Negri bodies are eosinophilic, sharply outlined, pathognomonic inclusion bodies (2–10 μm in diameter) found in the cytoplasm of certain nerve cells containing the virus of rabies, especially in pyramidal cells within Ammon's horn of the hippocampus. They are also often found in the Purkinje cells of the cerebellar cortex from postmortem brain samples of rabies victims. They consist of ribonuclear proteins produced by the virus.

They are named for Adelchi Negri.

==History and significance==
Adelchi Negri, an assistant pathologist working in the laboratory of Camillo Golgi, observed these inclusions in rabbits and dogs with rabies. These findings were presented in 1903 at a meeting of the Società Medico-Chirurgica of Pavia. The American pathologist Anna Wessels Williams made the same discovery, but because Negri published his results first, the bodies bear his name.

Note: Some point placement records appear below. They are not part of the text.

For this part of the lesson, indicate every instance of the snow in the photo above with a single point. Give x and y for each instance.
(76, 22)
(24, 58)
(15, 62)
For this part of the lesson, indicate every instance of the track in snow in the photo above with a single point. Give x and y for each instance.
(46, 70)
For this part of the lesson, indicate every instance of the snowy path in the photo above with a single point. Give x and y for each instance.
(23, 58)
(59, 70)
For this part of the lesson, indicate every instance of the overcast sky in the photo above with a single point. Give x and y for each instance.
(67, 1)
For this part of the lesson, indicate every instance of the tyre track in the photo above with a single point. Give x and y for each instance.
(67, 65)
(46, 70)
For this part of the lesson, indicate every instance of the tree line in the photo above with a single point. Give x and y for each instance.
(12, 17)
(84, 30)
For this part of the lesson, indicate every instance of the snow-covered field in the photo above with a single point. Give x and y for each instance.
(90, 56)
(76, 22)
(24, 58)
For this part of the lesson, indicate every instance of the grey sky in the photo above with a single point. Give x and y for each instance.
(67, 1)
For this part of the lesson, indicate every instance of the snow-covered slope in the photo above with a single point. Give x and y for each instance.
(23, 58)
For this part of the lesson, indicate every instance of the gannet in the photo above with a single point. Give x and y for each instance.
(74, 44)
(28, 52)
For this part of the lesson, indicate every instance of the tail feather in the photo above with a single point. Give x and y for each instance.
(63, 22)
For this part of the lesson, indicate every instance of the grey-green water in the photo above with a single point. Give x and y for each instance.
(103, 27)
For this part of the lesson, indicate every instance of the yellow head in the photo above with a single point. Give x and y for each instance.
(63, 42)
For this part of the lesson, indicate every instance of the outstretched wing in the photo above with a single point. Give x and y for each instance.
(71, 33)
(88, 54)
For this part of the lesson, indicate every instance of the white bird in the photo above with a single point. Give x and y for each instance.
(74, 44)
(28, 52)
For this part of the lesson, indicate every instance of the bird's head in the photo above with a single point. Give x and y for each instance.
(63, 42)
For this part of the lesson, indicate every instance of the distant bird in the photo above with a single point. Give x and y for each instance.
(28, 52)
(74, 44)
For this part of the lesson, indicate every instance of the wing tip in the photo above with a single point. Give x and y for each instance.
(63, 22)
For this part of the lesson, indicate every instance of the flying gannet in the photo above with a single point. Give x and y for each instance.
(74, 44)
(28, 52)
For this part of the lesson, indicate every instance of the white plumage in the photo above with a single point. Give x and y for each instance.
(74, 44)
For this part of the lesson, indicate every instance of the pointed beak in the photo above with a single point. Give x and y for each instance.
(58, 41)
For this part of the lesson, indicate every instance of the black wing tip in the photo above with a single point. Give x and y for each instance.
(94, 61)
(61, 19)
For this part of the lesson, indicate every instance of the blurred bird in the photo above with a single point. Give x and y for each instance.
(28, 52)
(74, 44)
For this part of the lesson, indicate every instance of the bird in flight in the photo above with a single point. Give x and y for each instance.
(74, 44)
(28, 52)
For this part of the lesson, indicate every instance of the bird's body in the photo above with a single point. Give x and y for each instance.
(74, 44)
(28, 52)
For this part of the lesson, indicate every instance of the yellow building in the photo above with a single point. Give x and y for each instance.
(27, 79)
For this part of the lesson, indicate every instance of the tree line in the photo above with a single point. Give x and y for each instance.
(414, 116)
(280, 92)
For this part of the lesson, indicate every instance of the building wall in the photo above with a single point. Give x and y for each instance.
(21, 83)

Negri was convinced the inclusions were a parasitic protozoon and the etiologic agent of rabies. Later that same year, however, Paul Remlinger and Rifat-Bey Frasheri in Constantinople and, separately, Alfonso di Vestea in Naples showed that the etiologic agent of rabies is a filterable virus. Negri continued until 1909 to try to prove that the intraneuronal inclusions named after him corresponded to steps in the developmental cycle of a protozoan.

In spite of his incorrect etiologic hypothesis, Negri's discovery represented a breakthrough in the rapid diagnosis of rabies, and the detection of Negri bodies, using a method developed by Anna Wessels Williams, remained the primary way to detect rabies for the next thirty years.